What modern project managers must be able to do in the future
Over the past ten years, digitization has transformed the sphere of project management profoundly. At the same time, the share of project-based work within companies has been constantly increasing across all industries and functions: according to a forecast by the Project Management Institute (PMI), companies all over the world will need an additional 2.2 million project managers by 2027. But what skills will be the mark of a modern project manager in the future and what are the differences between digital and traditional project management? Martina Huemann, head of the Project Management Group at WU as well as the Academic Director of the Professional MBA in Project Management, talks about novel and traditional competences in project management and why the most important quality of a project manager in the digital age is to be a true leader.
Digital transformation has reached all business branches and has profoundly transformed also the way projects are managed. The sheer availability of new digital tools requires decision-makers to radically change their approach to project management. “The changes brought about by digitization are clearly visible in all industries and functions – in some spheres, their impact is substantial, in others the consequences are less pronounced,” Martina Huemann, an internationally recognized project management expert, says. She points to the construction industry as an example where the impact has been significant: in building projects, all contractors involved make use of digital process and data models, collectively referred to as Building Information Modeling or BIM, to jointly plan a project. “This way, a digital infrastructure is created that incorporates all data, from the start of planning to the maintenance stage, into a single system,” Martina Huemann explains. The result are synergistic effects of a whole new dimension. But which skills and expertise are required of project managers as digitization keeps advancing at this ever-increasing pace? Keep reading to find answers to the five key questions on this topic.

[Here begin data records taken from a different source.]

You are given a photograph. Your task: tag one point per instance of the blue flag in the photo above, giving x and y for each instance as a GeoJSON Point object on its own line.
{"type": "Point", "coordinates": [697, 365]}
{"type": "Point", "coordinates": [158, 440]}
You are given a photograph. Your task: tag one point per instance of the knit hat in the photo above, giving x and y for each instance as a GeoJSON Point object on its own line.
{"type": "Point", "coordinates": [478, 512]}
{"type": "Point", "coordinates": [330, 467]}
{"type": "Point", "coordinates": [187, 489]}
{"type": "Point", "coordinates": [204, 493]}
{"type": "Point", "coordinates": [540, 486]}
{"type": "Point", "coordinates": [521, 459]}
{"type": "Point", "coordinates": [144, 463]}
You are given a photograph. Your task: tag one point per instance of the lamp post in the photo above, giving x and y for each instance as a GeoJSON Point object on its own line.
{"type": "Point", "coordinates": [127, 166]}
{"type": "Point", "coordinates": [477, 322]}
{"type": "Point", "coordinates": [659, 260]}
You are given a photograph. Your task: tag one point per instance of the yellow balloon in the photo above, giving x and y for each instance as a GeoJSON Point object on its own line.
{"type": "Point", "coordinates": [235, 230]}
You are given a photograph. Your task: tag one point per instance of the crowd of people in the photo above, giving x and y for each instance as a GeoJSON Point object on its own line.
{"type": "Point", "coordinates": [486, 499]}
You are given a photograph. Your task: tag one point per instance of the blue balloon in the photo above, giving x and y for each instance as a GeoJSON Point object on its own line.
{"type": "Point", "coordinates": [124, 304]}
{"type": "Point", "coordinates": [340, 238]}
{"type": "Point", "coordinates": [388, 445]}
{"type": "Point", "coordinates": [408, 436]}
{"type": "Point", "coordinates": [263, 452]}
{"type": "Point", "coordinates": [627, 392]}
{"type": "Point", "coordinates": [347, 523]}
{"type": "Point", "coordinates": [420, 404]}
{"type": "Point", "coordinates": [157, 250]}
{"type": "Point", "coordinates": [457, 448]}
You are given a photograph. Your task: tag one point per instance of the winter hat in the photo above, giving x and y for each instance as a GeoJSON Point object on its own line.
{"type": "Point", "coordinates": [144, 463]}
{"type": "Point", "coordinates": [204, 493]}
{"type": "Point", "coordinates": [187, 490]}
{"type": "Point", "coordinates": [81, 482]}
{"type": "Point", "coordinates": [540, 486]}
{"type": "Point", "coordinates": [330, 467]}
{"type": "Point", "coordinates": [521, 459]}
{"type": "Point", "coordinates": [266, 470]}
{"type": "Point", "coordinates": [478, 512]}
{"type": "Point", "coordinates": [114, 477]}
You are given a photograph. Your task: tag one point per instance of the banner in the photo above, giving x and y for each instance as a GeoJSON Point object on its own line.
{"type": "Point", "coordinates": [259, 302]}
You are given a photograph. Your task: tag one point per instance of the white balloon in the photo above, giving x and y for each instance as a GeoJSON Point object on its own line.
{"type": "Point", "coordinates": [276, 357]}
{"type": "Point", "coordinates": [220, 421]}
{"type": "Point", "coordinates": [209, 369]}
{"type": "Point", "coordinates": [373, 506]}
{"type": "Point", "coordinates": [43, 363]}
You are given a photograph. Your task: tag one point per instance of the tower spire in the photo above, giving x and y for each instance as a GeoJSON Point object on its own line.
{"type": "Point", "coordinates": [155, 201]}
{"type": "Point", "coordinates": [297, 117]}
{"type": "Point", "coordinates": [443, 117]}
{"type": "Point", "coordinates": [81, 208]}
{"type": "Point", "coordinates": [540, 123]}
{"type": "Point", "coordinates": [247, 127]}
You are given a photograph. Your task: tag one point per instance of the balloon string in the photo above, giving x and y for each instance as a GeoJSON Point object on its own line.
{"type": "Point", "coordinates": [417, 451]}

Modern software solutions, big data, social media, and innovative simulation technologies open up exciting new possibilities in digital project management. Project staff can get themselves up to speed regarding the project’s progress at the click of a button and external suppliers, partners, or sponsors can efficiently be integrated using holistic cloud solutions. What is more, project managers can use digital visualization tools to depict different scenarios, enabling them to implement potential changes at a very early stage and thus save a lot of resources. As a result, projects become more transparent for all parties involved and it becomes possible to streamline and simplify organizational processes. “Today’s project managers work hand in hand with little robots to which they can delegate many time-consuming tasks,” Martina Huemann sums up the status quo.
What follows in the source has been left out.